Combined with the fact that African American and Hispanic populations are growing – thirty percent of the population in South Carolina is now comprised of African-Americans while Hispanics have tripled in recent years – there is an urgent need for minority blood donations.
Wait: isn’t race just a social construct? Worse, when one listens to the CDC and understands what was publicized at Boise State, Black people could one day be banned from giving blood. With Black people having HIV/AIDS rates at eight times the white average, and STD’s at rates that dwarf their white counterparts, Black people might soon have their blood disqualified from the ranks of safe donors:
In 1983, the FDA ruled out donations from anyone who had lived in Haiti after 1977. Then it extended this prohibition to sub-Saharan Africa. Today, the Red Cross informs prospective donors that under FDA rules, “Persons who were born in or lived in Cameroon, Central African Republic, Chad, Congo, Equatorial Guinea, Gabon, Niger and Nigeria since 1977 cannot be blood donors.”
This isn’t racial animus. It’s just blunt math, based on the increased risk of a particular HIV type in these populations. The FDA has a similarly coarse rule against blood from anyone who has spent half a year in the United Kingdom, based on the threat of mad-cow disease. The problem isn’t racism; it’s the crudity of treating individuals according to group membership. Where does it end? When the FDA barred Haitian blood, Haitian groups asked why black Americans, whose HIV rate was higher than that of Haitians, weren’t similarly excluded. It was a good question, and it was never answered. (For an excellent analysis of similarities between the Haitian blood ban and the MSM blood ban, see Charlene Galarneau’s article, “Blood Donation, Deferral, and Discrimination,” in the American Journal of Bioethics .)
Not only do Black people refrain from donating blood, they also fail to check off the box on their drivers license that would make them organ donors:
Organ donor rates among African Americans hover around 10 or 15 percent – well below the national average. Meanwhile about 35 percent of patients waiting for a kidney are black…
Network president Howard Nathan says matching and transplantation are colorblind: A donor of any race could be a match for a recipient of any race. But he adds …
Nathan: There are some matching factors that do matter that are linked to race.
So, if most of the potential donors are white, blacks on the transplant list are at a disadvantage. It’s less likely that when a kidney becomes available – it will be a good match for an African American patient.

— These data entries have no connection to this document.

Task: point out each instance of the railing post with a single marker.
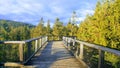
(40, 42)
(101, 59)
(68, 44)
(74, 43)
(81, 51)
(21, 53)
(29, 49)
(36, 43)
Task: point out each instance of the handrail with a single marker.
(100, 49)
(38, 44)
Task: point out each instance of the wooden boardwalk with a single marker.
(54, 55)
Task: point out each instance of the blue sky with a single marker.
(31, 11)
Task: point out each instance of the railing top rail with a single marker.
(117, 52)
(20, 42)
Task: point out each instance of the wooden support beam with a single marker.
(36, 43)
(101, 59)
(21, 53)
(81, 51)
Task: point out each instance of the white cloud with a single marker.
(32, 10)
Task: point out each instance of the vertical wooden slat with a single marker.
(39, 42)
(29, 49)
(101, 59)
(81, 51)
(36, 43)
(21, 53)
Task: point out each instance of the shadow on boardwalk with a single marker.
(54, 55)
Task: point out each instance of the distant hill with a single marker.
(5, 23)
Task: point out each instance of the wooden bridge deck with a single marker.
(54, 55)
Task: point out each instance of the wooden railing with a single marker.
(73, 44)
(26, 49)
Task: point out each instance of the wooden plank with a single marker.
(117, 52)
(36, 43)
(12, 64)
(101, 59)
(81, 51)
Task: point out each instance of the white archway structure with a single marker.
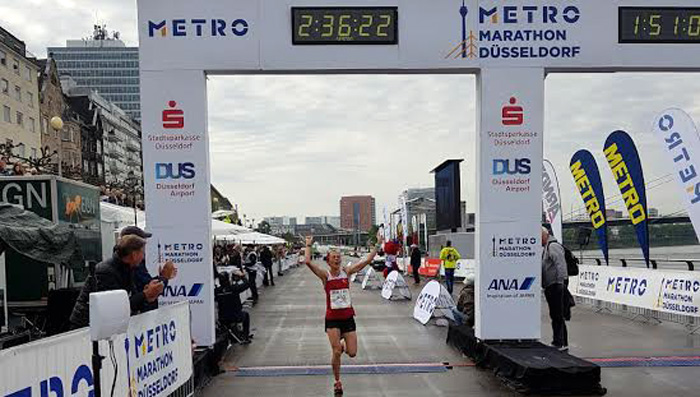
(510, 45)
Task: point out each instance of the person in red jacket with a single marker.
(340, 315)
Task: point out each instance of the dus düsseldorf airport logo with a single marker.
(198, 27)
(546, 32)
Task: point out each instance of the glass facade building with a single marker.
(107, 66)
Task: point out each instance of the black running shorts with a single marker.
(344, 326)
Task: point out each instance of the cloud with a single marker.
(292, 145)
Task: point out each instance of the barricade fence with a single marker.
(154, 358)
(659, 295)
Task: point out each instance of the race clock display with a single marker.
(345, 25)
(659, 25)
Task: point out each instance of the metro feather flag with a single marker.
(584, 169)
(681, 143)
(623, 159)
(551, 199)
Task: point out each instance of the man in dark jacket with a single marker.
(114, 274)
(415, 262)
(229, 304)
(141, 275)
(266, 260)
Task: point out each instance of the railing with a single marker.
(625, 262)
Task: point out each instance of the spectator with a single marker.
(230, 307)
(266, 260)
(415, 262)
(18, 169)
(554, 277)
(3, 167)
(142, 277)
(250, 264)
(449, 257)
(117, 273)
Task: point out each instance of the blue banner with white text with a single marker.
(623, 159)
(586, 175)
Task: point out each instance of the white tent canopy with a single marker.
(219, 228)
(253, 238)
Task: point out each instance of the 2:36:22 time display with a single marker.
(348, 25)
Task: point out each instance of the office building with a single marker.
(112, 146)
(357, 212)
(104, 64)
(19, 104)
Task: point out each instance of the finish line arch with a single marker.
(511, 46)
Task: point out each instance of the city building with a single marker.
(313, 220)
(66, 144)
(112, 143)
(357, 212)
(19, 121)
(104, 64)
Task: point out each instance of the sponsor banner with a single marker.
(584, 169)
(425, 304)
(624, 162)
(680, 141)
(154, 358)
(676, 292)
(551, 199)
(509, 202)
(177, 190)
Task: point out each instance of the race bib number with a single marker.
(340, 299)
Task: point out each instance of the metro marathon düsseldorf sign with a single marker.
(547, 33)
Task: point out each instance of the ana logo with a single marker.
(198, 27)
(511, 284)
(173, 118)
(511, 167)
(175, 171)
(512, 114)
(182, 291)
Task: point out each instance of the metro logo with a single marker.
(198, 27)
(513, 14)
(624, 181)
(588, 195)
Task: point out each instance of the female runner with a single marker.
(340, 321)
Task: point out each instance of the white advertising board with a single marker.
(425, 304)
(177, 186)
(676, 292)
(509, 208)
(154, 358)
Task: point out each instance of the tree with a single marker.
(264, 227)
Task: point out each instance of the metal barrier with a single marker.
(692, 324)
(599, 261)
(186, 390)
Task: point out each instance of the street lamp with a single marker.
(57, 125)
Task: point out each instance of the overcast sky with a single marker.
(293, 145)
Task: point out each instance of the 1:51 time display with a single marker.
(659, 25)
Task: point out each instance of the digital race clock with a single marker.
(345, 25)
(659, 25)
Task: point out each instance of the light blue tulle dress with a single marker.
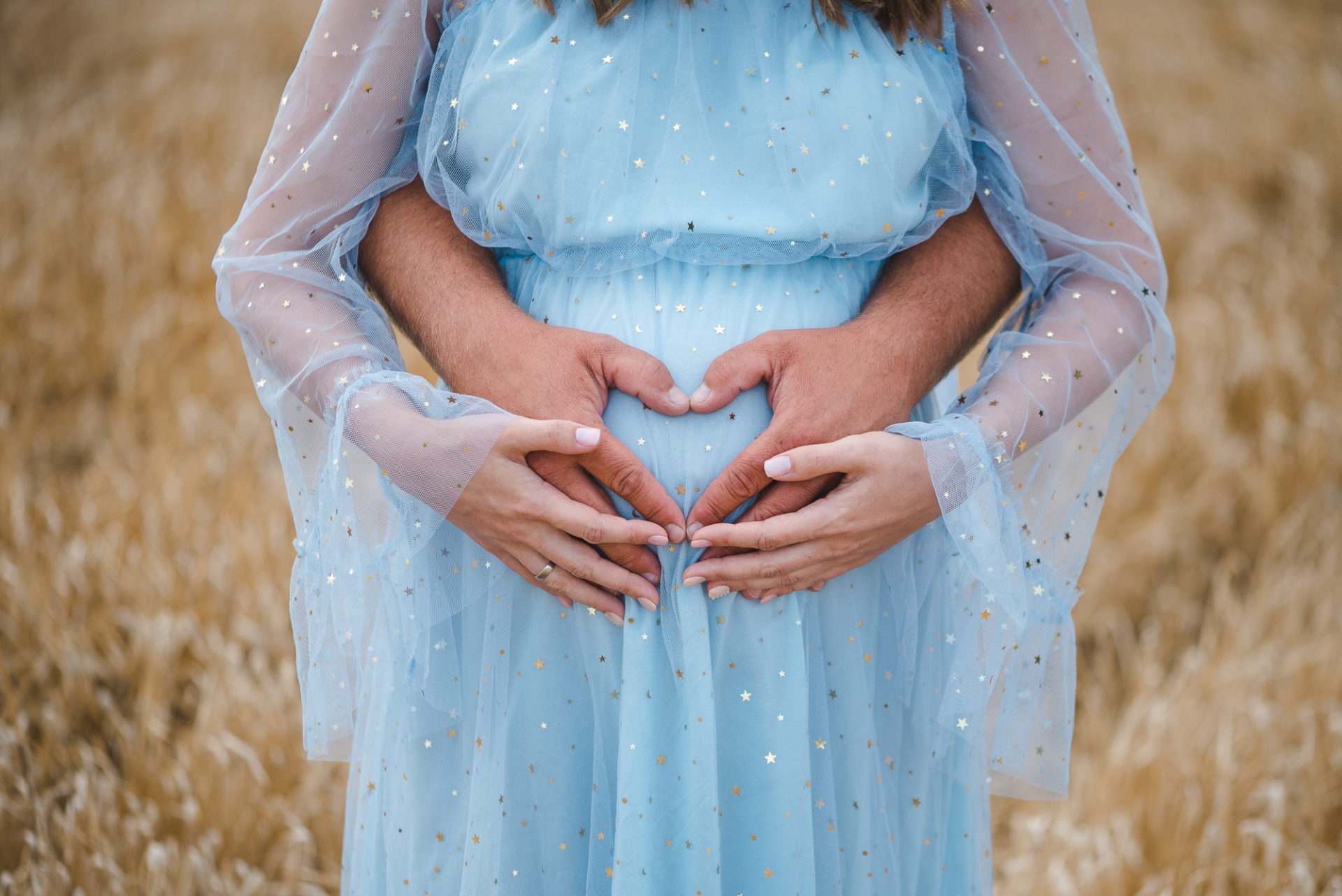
(686, 179)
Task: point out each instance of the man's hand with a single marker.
(568, 373)
(814, 398)
(449, 294)
(926, 310)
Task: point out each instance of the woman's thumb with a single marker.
(808, 462)
(525, 435)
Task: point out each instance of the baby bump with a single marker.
(686, 315)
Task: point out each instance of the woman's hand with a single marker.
(885, 497)
(524, 521)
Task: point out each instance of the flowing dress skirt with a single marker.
(709, 747)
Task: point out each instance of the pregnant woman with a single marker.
(684, 250)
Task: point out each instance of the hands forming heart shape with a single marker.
(564, 373)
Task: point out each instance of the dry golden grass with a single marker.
(150, 737)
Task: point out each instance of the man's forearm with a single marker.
(935, 301)
(439, 286)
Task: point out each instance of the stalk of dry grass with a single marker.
(150, 735)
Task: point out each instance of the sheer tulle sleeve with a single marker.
(1022, 459)
(373, 458)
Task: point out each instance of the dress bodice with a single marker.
(713, 133)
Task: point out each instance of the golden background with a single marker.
(150, 723)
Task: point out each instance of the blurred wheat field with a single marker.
(150, 734)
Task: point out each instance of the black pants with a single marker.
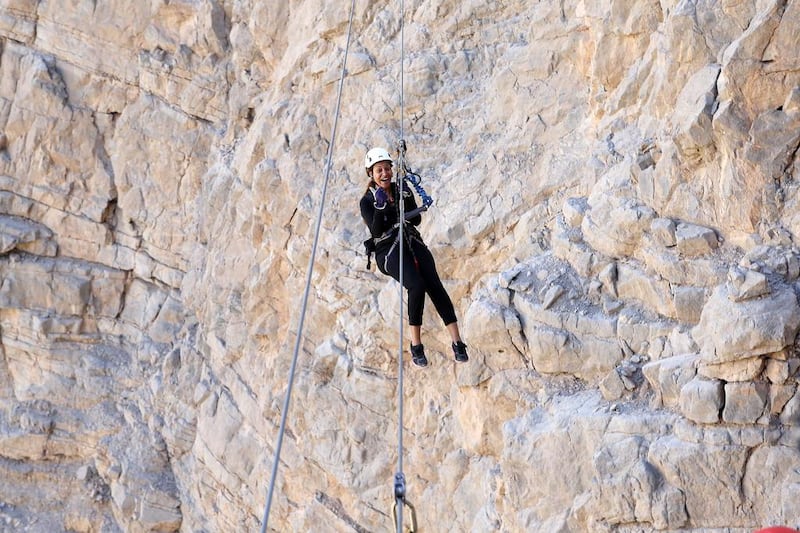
(419, 277)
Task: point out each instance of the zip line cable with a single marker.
(298, 339)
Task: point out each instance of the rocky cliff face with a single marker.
(616, 211)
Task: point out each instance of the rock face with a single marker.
(615, 218)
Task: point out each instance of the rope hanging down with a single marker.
(399, 478)
(292, 370)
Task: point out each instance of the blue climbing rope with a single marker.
(416, 181)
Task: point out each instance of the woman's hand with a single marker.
(380, 198)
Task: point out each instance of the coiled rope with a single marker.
(298, 340)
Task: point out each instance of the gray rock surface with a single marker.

The above sentence makes absolutely no sense. Why would a doctor say a donor’s race doesn’t matter, but then stress the importance of increasing Black donors so that “good matches” for Black people would be present? Though it has long been argued race is merely a “social construct”, Black people lack the white privilege of being able to enjoy their higher rates of organ donations:
LaKeisha Coleman, education coordinator with Mid-America Transplant Services, works with Bonds and others to tell black people about organ donation.
Blacks need more donors for certain organs such as kidneys and lungs because they’re harder to match outside of ethnic groups, she said.
Statistics from Mid-America Transplant Services, based in St. Louis, say that this year in the St. Louis region, 61 percent of black people eligible to sign donor permissions, have done so, compared to 93 percent of white people.
But if race is a social construct, why can’t Black people just receive an infusion from a white person or an organ from them?
Black people are charitable, they just don’t give blood.